On a dit beaucoup de choses à propos de Frédéric Beigbeder, et surtout, que le succès de son livre était en complète contradiction avec les propos qu’il tient dans son tout récent roman: 99 francs. Si la publicité rend fou, le jeune journaliste et romancier français, qui gagnait sa vie comme rédacteur publicitaire, a pourtant trouvé une façon originale de sortir de l’impasse, et en profite pour nous forcer à réfléchir. Que demander de plus?

On a dit beaucoup de choses à propos de Frédéric Beigbeder, et surtout, que le succès de son livre était en complète contradiction avec les propos qu’il tient dans son tout récent roman: 99 francs. Si la publicité rend fou, le jeune journaliste et romancier français, qui gagnait sa vie comme rédacteur publicitaire, a pourtant trouvé une façon originale de sortir de l’impasse, et en profite pour nous forcer à réfléchir. Que demander de plus?

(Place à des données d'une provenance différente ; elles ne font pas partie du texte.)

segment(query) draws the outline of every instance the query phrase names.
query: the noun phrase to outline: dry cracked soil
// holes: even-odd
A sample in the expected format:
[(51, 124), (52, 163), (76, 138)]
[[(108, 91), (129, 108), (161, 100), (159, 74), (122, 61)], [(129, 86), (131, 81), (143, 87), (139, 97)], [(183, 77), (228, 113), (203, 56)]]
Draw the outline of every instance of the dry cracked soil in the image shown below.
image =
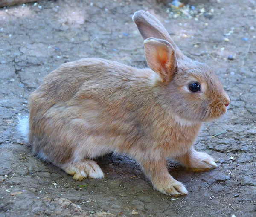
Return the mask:
[[(168, 3), (42, 0), (0, 9), (1, 217), (256, 216), (256, 3), (191, 1), (202, 12), (191, 19), (172, 15)], [(90, 57), (146, 67), (131, 19), (139, 9), (156, 16), (186, 55), (211, 67), (231, 100), (195, 145), (216, 159), (215, 169), (197, 173), (169, 162), (184, 197), (154, 190), (125, 156), (97, 160), (103, 179), (75, 181), (34, 156), (16, 128), (18, 116), (28, 115), (29, 94), (64, 62)]]

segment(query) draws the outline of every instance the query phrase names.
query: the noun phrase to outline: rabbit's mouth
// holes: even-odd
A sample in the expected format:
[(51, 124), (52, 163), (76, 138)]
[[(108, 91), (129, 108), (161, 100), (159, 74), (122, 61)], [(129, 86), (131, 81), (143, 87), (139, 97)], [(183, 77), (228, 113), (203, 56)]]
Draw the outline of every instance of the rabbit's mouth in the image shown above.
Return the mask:
[(226, 104), (223, 102), (211, 104), (207, 110), (205, 119), (207, 121), (209, 121), (220, 118), (227, 112), (227, 106)]

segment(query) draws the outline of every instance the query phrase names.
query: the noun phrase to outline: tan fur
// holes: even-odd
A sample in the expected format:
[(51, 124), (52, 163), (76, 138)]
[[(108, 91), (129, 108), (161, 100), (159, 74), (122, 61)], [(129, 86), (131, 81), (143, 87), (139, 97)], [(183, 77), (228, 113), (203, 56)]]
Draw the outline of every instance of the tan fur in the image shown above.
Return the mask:
[[(76, 179), (102, 178), (99, 166), (88, 159), (113, 152), (135, 159), (160, 192), (185, 194), (184, 185), (169, 174), (166, 159), (194, 170), (215, 167), (192, 145), (203, 122), (225, 113), (230, 99), (211, 69), (184, 56), (152, 17), (139, 11), (133, 19), (143, 38), (164, 35), (160, 39), (171, 43), (166, 56), (176, 57), (166, 65), (169, 70), (163, 74), (153, 67), (155, 72), (90, 58), (64, 64), (29, 97), (29, 140), (39, 156)], [(163, 59), (148, 55), (148, 61)], [(201, 92), (188, 90), (195, 81), (202, 84)]]

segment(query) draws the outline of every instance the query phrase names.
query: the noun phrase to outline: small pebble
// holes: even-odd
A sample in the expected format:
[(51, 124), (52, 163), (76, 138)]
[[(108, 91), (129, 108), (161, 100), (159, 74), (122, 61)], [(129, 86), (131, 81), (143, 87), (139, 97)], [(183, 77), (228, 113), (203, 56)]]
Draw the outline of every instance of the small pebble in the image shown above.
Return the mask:
[(249, 38), (248, 38), (247, 37), (243, 37), (242, 38), (242, 40), (244, 41), (247, 41), (248, 40), (249, 40)]
[(19, 83), (18, 86), (20, 87), (24, 87), (24, 84), (22, 83)]
[(200, 13), (204, 13), (205, 12), (205, 9), (204, 9), (204, 8), (202, 8), (201, 9), (200, 9)]
[(177, 1), (177, 0), (175, 0), (174, 1), (172, 1), (171, 3), (171, 5), (174, 6), (175, 7), (182, 7), (184, 6), (184, 3)]

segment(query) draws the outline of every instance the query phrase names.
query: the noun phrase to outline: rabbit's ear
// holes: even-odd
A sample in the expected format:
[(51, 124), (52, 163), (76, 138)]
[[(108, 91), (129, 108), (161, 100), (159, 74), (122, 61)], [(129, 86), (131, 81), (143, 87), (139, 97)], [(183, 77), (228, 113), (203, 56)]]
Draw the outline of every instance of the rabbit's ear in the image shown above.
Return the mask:
[(178, 69), (175, 51), (167, 41), (153, 38), (144, 41), (146, 59), (148, 66), (162, 81), (168, 83)]
[(169, 42), (175, 50), (178, 49), (163, 26), (151, 14), (144, 11), (138, 11), (134, 13), (132, 20), (143, 40), (151, 37), (163, 39)]

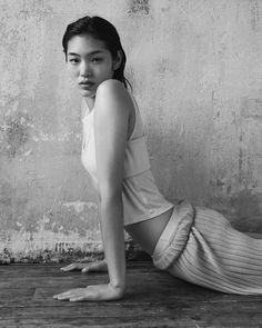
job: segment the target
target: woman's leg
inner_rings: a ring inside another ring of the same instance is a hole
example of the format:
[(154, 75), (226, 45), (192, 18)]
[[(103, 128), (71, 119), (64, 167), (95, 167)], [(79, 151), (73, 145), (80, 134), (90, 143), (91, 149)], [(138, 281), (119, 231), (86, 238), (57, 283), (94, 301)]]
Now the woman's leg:
[(168, 270), (224, 292), (262, 294), (262, 239), (233, 229), (214, 210), (195, 208), (187, 245)]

Octave, le héros de 99 francs, est "créatif" dans une boîte de pub, couvert de succès, si l’on en juge par les grands moyens dont il dispose, qui lui donnent accès à plein de plaisirs, et, ultime référence, aux plus belles filles (n’oublions pas qu’on est en France). "La plupart du temps, l’amour est hypocrite: les jolies filles tombent amoureuses (sincèrement, croient-elles du fond du coeur) de mecs comme par hasard pleins aux as, susceptibles de leur offrir une belle vie de luxe. C’est pas pareil que des putes? Si."

Le succès lui donne aussi accès à quelques "traits" de cocaïne quand il déprime, aux plus beaux voyages, et à toutes les marques de vêtements, au cachemire surtout, parce que les autres matières lui donnent des boutons. Le succès, pour lui et ceux qui l’entourent, se mesure à la célébrité, au pouvoir de l’argent.

Mais Octave, au fond, est un pur; lui qui avait vendu son âme au diable, voudrait bien la racheter, et sabote de l’intérieur la méchante machine de la pub qui veut l’avaler tout rond. "Elle finance la télévision, dicte la presse écrite, règne sur le sport (ce n’est pas la France qui a battu le Brésil en finale de la Coupe du Monde, mais Adidas qui a battu Nike"), dénonce Octave.

Alors il multiplie bêtise sur bêtise pour se faire renvoyer de la Rossery and Witchcraft, compagnie qui rend illustres les marques mondiales, de Wonder Bra à Danone, que Beigbeider transforme ici en Madone, pour qui Octave devra trouver ses slogans afin de vendre le yaourt tristement nommé Maigrelette.

***

Dans cette aventure, Beigbeder en profite pour tirer sur tout ce qui bouge, et régler des comptes avec des gens en qui, visiblement, il n’a plus aucune confiance. Frédéric-Octave se cherche. Tellement, que son roman est construit en six chapitres intitulés Je, Tu, Il, Nous, Vous, Ils, parties d’un même ensemble, mais dont chaque point de vue donne une autre perspective sur la vie du héros, et sur le sujet de sa colère. Après un "je" incarné, volontaire, il change de pronom, façon supplémentaire d’invectiver ses détracteurs. "Toutes ces marques sont rigoureusement inattaquables. Elles ont le droit de vous parler, mais vous n’avez pas le droit de leur répondre. Dans la presse, vous pouvez dire des horreurs sur des personnes humaines mais essayez un peu de descendre un annonceur et vous risquez très vite de faire perdre à votre journal des millions de francs de rentrées publicitaires."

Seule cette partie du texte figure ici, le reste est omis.